Ich würde mir im Interesse der inneren Sicherheit, im Interesse der Opfer, im Interesse der Menschen in unserem Land wünschen, dass wir von der Polemik Abstand nehmen und uns lieber – und da bin auch bereit, über meinen Schatten zu springen – über die sachlichen Vorschläge aller Fraktionen zur Verbesserung der inneren Sicherheit in Nordrhein-Westfalen unterhalten. – Ich bedanke mich für Ihre Aufmerksamkeit.

(Beifall von der SPD und den GRÜNEN)

Vizepräsident Dr. Gerhard Papke: Vielen Dank, Herr Kollege Körfges. – Für die FDP-Fraktion erteile ich Herrn Kollegen Lürbke das Wort.

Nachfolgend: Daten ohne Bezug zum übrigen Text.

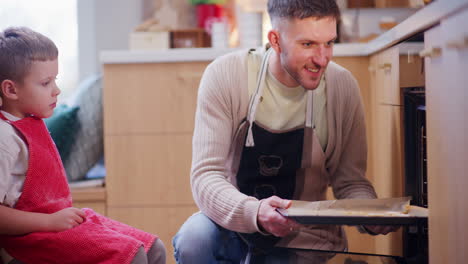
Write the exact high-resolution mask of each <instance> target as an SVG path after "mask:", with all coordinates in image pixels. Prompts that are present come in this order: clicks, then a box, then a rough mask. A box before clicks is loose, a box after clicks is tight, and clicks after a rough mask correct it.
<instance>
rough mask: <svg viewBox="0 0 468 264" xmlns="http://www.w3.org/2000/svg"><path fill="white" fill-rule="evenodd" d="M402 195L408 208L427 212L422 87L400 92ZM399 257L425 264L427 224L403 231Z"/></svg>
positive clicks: (426, 240)
mask: <svg viewBox="0 0 468 264" xmlns="http://www.w3.org/2000/svg"><path fill="white" fill-rule="evenodd" d="M403 99H404V110H403V126H404V139H405V140H404V145H405V155H404V159H405V183H404V192H405V195H407V196H411V197H412V200H411V204H413V205H417V206H421V207H425V208H428V200H427V148H426V146H427V144H426V143H427V135H426V104H425V89H424V87H413V88H405V89H403ZM403 254H404V257H405V259H406V260H407V263H408V264H411V263H418V264H419V263H428V227H427V222H423V223H420V224H418V225H415V226H408V227H404V230H403Z"/></svg>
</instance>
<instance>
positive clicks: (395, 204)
mask: <svg viewBox="0 0 468 264" xmlns="http://www.w3.org/2000/svg"><path fill="white" fill-rule="evenodd" d="M276 210H277V211H278V212H279V213H280V214H281V215H283V216H285V217H289V218H291V219H293V220H295V221H296V222H298V223H300V224H333V225H419V224H425V223H427V216H428V209H427V208H423V207H419V206H413V205H411V206H410V205H409V198H408V197H402V198H389V199H348V200H330V201H318V202H305V201H293V203H292V206H291V207H290V208H289V209H276Z"/></svg>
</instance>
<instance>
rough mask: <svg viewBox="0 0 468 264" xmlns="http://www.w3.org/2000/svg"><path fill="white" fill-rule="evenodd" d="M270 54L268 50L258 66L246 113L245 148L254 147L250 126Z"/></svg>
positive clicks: (254, 144)
mask: <svg viewBox="0 0 468 264" xmlns="http://www.w3.org/2000/svg"><path fill="white" fill-rule="evenodd" d="M271 52H272V49H269V50H267V51H266V53H265V55H264V56H263V59H262V64H261V66H260V72H259V78H257V85H256V87H257V88H256V89H255V92H254V94H253V97H252V100H251V101H250V105H249V111H248V113H247V121H248V122H249V129H248V131H247V139H246V141H245V146H246V147H253V146H255V142H254V139H253V134H252V125H253V122H255V113H256V112H257V106H258V103H259V102H260V98H261V97H262V93H263V86H264V84H265V77H266V72H267V69H268V59H269V58H270V55H271Z"/></svg>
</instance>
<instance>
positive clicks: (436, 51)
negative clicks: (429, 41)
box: [419, 47, 442, 58]
mask: <svg viewBox="0 0 468 264" xmlns="http://www.w3.org/2000/svg"><path fill="white" fill-rule="evenodd" d="M441 54H442V49H441V48H439V47H431V48H427V49H423V50H422V51H421V52H419V56H420V57H421V58H424V57H429V58H435V57H439V56H440V55H441Z"/></svg>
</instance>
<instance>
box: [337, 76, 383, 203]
mask: <svg viewBox="0 0 468 264" xmlns="http://www.w3.org/2000/svg"><path fill="white" fill-rule="evenodd" d="M339 76H340V77H339V78H340V80H339V81H338V84H339V85H340V86H341V88H340V89H339V91H340V93H341V95H340V100H339V101H340V103H339V104H338V105H336V106H335V107H339V112H340V117H341V122H342V123H341V131H339V133H338V132H336V133H337V135H341V140H340V146H339V147H338V148H339V149H341V152H340V157H339V159H338V164H337V167H336V170H335V172H334V174H333V175H332V179H331V184H332V187H333V192H334V194H335V197H336V198H337V199H345V198H348V199H349V198H376V197H377V196H376V193H375V190H374V188H373V186H372V184H371V183H370V182H369V181H368V179H367V178H366V168H367V140H366V125H365V115H364V109H363V104H362V99H361V96H360V91H359V86H358V84H357V81H356V79H355V78H354V77H353V76H352V75H351V73H350V72H349V71H347V70H345V69H343V71H341V74H340V75H339Z"/></svg>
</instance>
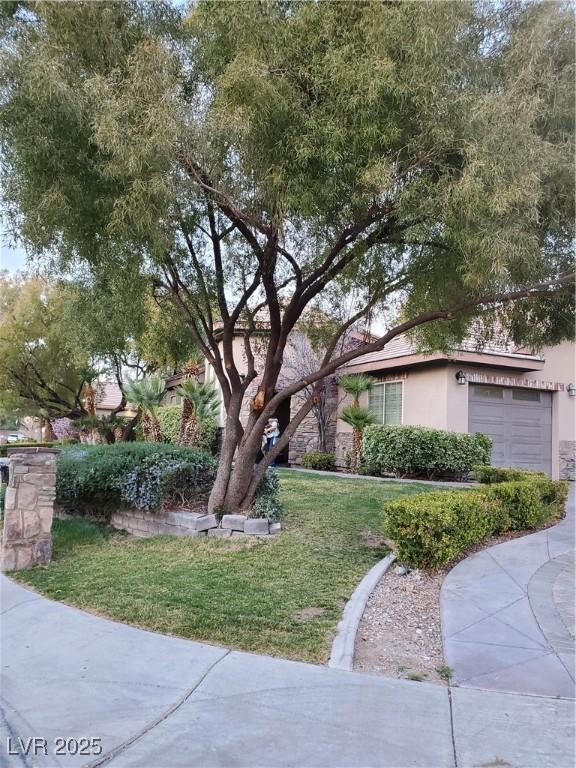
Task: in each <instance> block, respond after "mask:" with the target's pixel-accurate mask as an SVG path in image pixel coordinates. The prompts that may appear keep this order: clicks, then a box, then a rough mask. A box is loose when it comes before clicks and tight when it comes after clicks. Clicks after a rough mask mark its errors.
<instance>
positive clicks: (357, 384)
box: [338, 373, 376, 472]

Marc Lürbke (FDP): Vielen Dank. – Herr Präsident! Liebe Kolleginnen und Kollegen! Herr Körfges, das können Sie besser, und ich weiß auch, dass Sie das besser können. Wir haben uns in den letzten Jahren im Innenausschuss sehr intensiv über die Sicherheitslage in Nordrhein-Westfalen unterhalten. Wenn Sie heute davon sprechen, wir würden hier Zerrbilder zeichnen, dann erklären Sie das bitte einmal den Opfern beispielsweise der 65.000 Wohnungseinbrüche, die wir allein in 2015 hatten.

(Beifall von der FDP und der CDU)

Wir haben wachsenden Extremismus, wachsende organisierte Kriminalität etc. Hier von Zerrbildern zu sprechen, wird der Situation sicherlich nicht gerecht.

Herr Körfges, ich bleibe bei Ihnen. Wir haben das x-mal auch in der Diskussion mit dem Minister erörtert, wer letztlich für die desolate Personalsituation bei der Polizei verantwortlich ist. Ich will das hier nicht wiederholen – den Menschen draußen ist das letztlich auch fürchterlich egal, wer dafür die Verantwortung trägt; letztlich kann sich wahrscheinlich keine einzige Partei hier im Haus davon freisprechen –, sondern nur einen Punkt herausheben:

Was die Menschen wollen, ist, dass das Vertrauen in die Sicherheit in Nordrhein-Westfalen wieder hergestellt wird. Dafür steht dieser Minister in der Verantwortung und nicht erst seit gestern

(Beifall von der FDP, der CDU und den PIRATEN)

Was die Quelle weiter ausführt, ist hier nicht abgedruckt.